The superconducting coil 5 shown in FIG. 3 was manufactured as a prototype, and the results of experiments conducted with and without the heat exchange refrigerant passage 8 will be briefly described.

The fourth conductor L was constructed by inserting 30 superconducting wires 2 with a diameter of 1 mm into a concrete 3 with a refrigerant passage cross section of 7 mm square.
Using a conductor having the structure shown in the figure, a coil 5 with an inner diameter of 100 mm, an outer diameter of 200 mm, a height of 200 mm, and a winding i of 72 turns was manufactured. Moreover, a combination of a compressor and a heat exchanger was used as a refrigerant supply source. At first, when we conducted a cooling experiment for the case without the heat exchange refrigerant passage 8, we found that it took 18 hours to start cooling from room temperature and for supercritical pressure helium to flow inside the conductor 1, and then inside the heat exchanger. The amount of liquid helium used was 15,001. On the other hand, when we conducted a cooling experiment with a heat exchange refrigerant passage 8 and cooling fins 10 as shown in Figure 3, the time was shortened to one-sixth, and the consumption of 1 noum to liquid was could be reduced to one-tenth.

In the embodiment shown in FIG. 3, since the conductor l is wound in a pancake shape, the cooling fins lO are arranged perpendicularly to the winding axis of the coil 5, but the conductor l is wound in a solenoid shape. In the case where the cooling fins IO are arranged parallel to the winding axis of the coil 5, the heat exchange refrigerant passage 8 may be attached to the externally projecting end thereof in a spiral f-wound state.

〔Effect of the invention〕

As explained above, according to the present invention, the conductor has a flow resistance smaller than the flow resistance of the refrigerant passage inside the conductor so as to be able to exchange heat in parallel with a forced cooling type superconducting coil having a refrigerant passage inside the conductor. By providing a refrigerant passage for heat exchange and a means for controlling the flow rate of the refrigerant flowing through this refrigerant passage for heat exchange, 5VC can be indirectly cooled not only from the inside of the conductor but also from the outside of the conductor.
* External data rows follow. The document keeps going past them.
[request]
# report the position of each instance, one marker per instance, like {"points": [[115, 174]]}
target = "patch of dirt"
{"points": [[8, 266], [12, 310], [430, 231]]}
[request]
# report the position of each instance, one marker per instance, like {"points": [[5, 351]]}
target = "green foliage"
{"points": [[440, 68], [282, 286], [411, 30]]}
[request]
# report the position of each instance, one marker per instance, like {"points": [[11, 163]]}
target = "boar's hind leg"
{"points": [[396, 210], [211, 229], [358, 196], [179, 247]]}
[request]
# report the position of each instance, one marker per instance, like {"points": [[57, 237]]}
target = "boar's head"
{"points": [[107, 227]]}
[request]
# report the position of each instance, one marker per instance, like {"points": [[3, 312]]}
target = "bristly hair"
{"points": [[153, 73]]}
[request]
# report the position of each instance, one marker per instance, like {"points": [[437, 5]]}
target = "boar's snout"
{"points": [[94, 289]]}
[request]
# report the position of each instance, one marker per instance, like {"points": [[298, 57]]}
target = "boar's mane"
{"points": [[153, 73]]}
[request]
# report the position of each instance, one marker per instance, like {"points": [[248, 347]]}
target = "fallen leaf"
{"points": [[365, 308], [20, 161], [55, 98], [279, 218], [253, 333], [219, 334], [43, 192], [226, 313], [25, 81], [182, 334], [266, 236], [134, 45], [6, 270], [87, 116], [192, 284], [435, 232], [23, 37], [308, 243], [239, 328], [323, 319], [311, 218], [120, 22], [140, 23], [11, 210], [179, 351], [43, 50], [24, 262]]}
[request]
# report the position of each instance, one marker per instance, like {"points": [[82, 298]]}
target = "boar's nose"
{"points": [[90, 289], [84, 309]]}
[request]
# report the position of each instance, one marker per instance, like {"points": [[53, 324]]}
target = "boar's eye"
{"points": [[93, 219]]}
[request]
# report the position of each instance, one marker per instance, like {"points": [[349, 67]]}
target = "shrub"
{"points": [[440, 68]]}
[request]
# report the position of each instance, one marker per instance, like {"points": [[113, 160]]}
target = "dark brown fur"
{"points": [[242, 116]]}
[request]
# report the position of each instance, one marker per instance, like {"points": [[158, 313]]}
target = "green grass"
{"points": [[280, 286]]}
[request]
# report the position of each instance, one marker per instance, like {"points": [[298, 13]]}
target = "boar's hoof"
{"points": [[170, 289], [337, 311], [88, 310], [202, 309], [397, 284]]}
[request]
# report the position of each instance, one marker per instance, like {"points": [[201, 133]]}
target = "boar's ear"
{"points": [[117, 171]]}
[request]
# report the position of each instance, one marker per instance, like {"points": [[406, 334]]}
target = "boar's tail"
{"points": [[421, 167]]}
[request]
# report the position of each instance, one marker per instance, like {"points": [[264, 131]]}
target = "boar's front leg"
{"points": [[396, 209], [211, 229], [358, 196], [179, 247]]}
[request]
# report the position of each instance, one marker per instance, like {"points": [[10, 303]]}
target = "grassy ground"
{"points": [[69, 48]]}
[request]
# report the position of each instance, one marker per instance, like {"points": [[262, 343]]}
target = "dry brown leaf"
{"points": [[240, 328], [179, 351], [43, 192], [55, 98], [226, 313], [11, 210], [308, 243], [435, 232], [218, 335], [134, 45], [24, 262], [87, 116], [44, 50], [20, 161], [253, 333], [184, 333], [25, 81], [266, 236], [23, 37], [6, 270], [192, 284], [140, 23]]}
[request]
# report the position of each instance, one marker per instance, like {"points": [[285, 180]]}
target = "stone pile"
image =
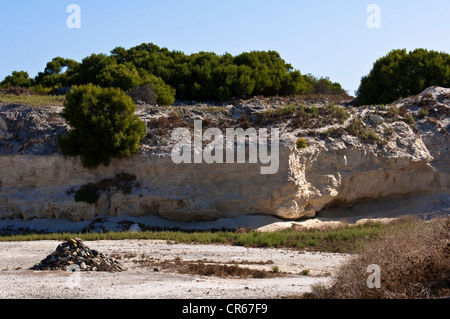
{"points": [[73, 255]]}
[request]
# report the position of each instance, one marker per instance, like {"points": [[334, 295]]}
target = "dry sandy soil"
{"points": [[141, 280]]}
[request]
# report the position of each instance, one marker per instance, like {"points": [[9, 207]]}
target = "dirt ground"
{"points": [[154, 270]]}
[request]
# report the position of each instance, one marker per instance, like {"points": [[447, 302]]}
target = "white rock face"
{"points": [[335, 171]]}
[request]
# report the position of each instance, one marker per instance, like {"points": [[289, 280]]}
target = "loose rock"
{"points": [[73, 253]]}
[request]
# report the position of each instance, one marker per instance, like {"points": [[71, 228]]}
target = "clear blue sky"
{"points": [[322, 37]]}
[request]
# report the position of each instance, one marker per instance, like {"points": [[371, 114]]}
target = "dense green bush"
{"points": [[401, 74], [103, 125], [17, 78]]}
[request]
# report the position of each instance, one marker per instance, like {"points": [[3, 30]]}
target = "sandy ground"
{"points": [[142, 281]]}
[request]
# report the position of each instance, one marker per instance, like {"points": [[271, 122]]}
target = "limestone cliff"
{"points": [[400, 150]]}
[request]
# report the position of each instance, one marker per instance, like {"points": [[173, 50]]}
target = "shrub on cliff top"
{"points": [[103, 125], [401, 74]]}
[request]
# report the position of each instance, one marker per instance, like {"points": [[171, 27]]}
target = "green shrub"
{"points": [[17, 78], [103, 125], [410, 119], [301, 143], [402, 74], [198, 76]]}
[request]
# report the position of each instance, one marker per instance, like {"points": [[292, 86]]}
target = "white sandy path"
{"points": [[143, 282]]}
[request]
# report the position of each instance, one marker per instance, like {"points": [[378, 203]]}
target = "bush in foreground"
{"points": [[414, 259]]}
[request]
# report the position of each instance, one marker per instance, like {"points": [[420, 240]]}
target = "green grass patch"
{"points": [[345, 240], [32, 100]]}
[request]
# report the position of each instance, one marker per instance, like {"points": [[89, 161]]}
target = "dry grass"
{"points": [[414, 260], [32, 100], [204, 268]]}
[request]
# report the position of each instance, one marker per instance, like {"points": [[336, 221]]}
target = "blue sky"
{"points": [[322, 37]]}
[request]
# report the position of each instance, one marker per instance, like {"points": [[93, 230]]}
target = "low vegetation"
{"points": [[343, 239], [414, 261], [103, 125], [32, 100], [402, 74]]}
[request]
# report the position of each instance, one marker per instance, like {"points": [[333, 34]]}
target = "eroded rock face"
{"points": [[335, 169]]}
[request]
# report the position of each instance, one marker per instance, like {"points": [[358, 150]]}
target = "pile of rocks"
{"points": [[74, 255]]}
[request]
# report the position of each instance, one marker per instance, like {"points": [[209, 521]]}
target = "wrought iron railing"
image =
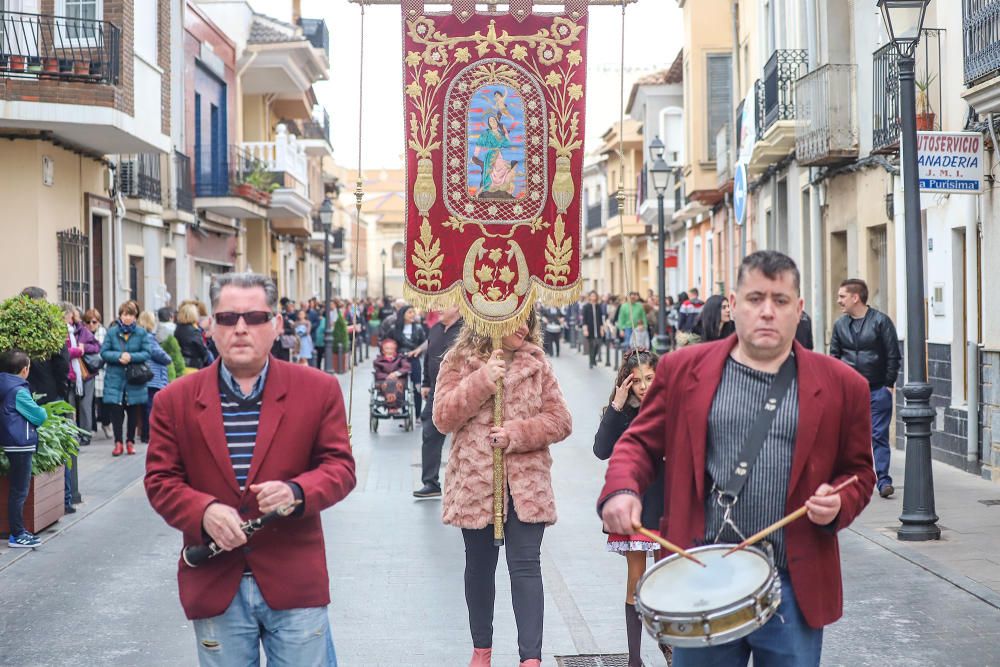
{"points": [[139, 176], [828, 132], [219, 171], [59, 47], [885, 80], [981, 38], [183, 192], [317, 33], [73, 247], [782, 70]]}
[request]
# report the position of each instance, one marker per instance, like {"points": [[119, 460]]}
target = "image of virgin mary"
{"points": [[498, 174]]}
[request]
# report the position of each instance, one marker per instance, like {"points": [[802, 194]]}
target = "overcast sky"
{"points": [[654, 35]]}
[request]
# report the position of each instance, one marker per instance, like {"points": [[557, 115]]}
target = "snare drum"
{"points": [[686, 605]]}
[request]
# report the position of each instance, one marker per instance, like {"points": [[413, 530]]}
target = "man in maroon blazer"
{"points": [[245, 436], [695, 419]]}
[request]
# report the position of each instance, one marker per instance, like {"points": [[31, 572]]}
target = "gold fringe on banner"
{"points": [[483, 326]]}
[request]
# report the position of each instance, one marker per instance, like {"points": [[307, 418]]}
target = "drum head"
{"points": [[679, 586]]}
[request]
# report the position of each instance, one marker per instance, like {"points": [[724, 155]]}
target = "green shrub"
{"points": [[32, 325], [58, 440]]}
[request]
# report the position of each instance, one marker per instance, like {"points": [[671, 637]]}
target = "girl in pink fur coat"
{"points": [[535, 417]]}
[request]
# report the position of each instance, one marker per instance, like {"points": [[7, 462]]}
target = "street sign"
{"points": [[951, 162], [740, 191]]}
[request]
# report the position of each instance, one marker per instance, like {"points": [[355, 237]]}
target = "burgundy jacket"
{"points": [[302, 438], [832, 443]]}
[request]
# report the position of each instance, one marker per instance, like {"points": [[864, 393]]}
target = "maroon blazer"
{"points": [[832, 443], [302, 438]]}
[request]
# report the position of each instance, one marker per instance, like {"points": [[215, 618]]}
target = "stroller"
{"points": [[390, 396]]}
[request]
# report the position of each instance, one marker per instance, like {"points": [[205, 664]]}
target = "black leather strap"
{"points": [[758, 432]]}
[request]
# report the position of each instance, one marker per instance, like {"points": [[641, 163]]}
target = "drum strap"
{"points": [[758, 432]]}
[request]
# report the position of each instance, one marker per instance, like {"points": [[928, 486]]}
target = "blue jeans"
{"points": [[291, 637], [18, 480], [784, 641], [881, 417]]}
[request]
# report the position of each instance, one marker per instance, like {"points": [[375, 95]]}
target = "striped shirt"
{"points": [[738, 399], [240, 420]]}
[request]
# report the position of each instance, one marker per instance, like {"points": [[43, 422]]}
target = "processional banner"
{"points": [[494, 130]]}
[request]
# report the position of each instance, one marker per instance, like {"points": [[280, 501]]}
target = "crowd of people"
{"points": [[673, 429]]}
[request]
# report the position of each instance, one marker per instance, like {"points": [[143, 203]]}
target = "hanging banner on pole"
{"points": [[494, 135]]}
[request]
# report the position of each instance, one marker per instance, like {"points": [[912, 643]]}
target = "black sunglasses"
{"points": [[252, 318]]}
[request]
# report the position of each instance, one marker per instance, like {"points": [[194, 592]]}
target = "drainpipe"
{"points": [[818, 296]]}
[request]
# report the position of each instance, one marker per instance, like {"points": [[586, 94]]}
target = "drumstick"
{"points": [[669, 546], [794, 516]]}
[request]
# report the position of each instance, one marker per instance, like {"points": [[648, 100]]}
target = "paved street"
{"points": [[102, 590]]}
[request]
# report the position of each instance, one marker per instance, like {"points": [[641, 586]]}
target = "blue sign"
{"points": [[740, 193]]}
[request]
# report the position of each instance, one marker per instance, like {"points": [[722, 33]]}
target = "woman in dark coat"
{"points": [[634, 378], [125, 344], [188, 335], [410, 336]]}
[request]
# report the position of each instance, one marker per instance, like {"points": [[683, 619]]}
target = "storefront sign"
{"points": [[950, 162]]}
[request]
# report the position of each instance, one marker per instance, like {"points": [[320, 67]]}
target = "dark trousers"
{"points": [[19, 479], [881, 404], [118, 413], [415, 379], [433, 443], [593, 350], [147, 410], [523, 544]]}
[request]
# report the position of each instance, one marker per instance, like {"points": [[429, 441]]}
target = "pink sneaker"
{"points": [[481, 657]]}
It would be possible to efficiently cool superconducting coils using cooling methods in a short time.

As a result, for example, it becomes possible to significantly shorten the initial cooling time and to significantly reduce the amount of refrigerant consumed for cooling.

[Brief explanation of the drawing]

1 and 2 are system diagrams showing the basic configuration of cooling devices according to different embodiments of the present invention, and FIG. 3 is a sectional view showing the specific configuration of a cooling device according to an embodiment of the present invention. , FIG. 4 is a sectional view of a forcedly cooled superconducting conductor, and FIGS. 5 and 6 are system diagrams showing the basic configurations of different conventional forced cooling superconducting coil cooling devices. ■...Conductor, 4...Refrigerant passage inside the conductor, 5...Superconducting coil, 6...Refrigerant, 8...Heat exchange refrigerant passage, 9...valve, lO...cooling fin. N-, -11↓ N4, B” Pe! Gin

Claims (1)

[Claims] 1. In a superconducting coil formed by winding a superconducting conductor having a refrigerant passage inside the conductor, the flow resistance of the refrigerant passage inside the conductor is higher than the flow resistance of the refrigerant passage inside the conductor so that heat exchange can be performed in parallel with the superconducting coil. 1. A cooling device for a superconducting coil, characterized in that a heat exchange refrigerant passage with low flow resistance is provided, and means for controlling the flow rate of refrigerant flowing through the heat exchange refrigerant passage. 2. A superconducting coil according to claim 1, characterized in that cooling fins are provided in thermally conductive contact with a plurality of turns of the superconducting conductor, and the cooling fins are connected to the heat exchange refrigerant passage. Cooling system.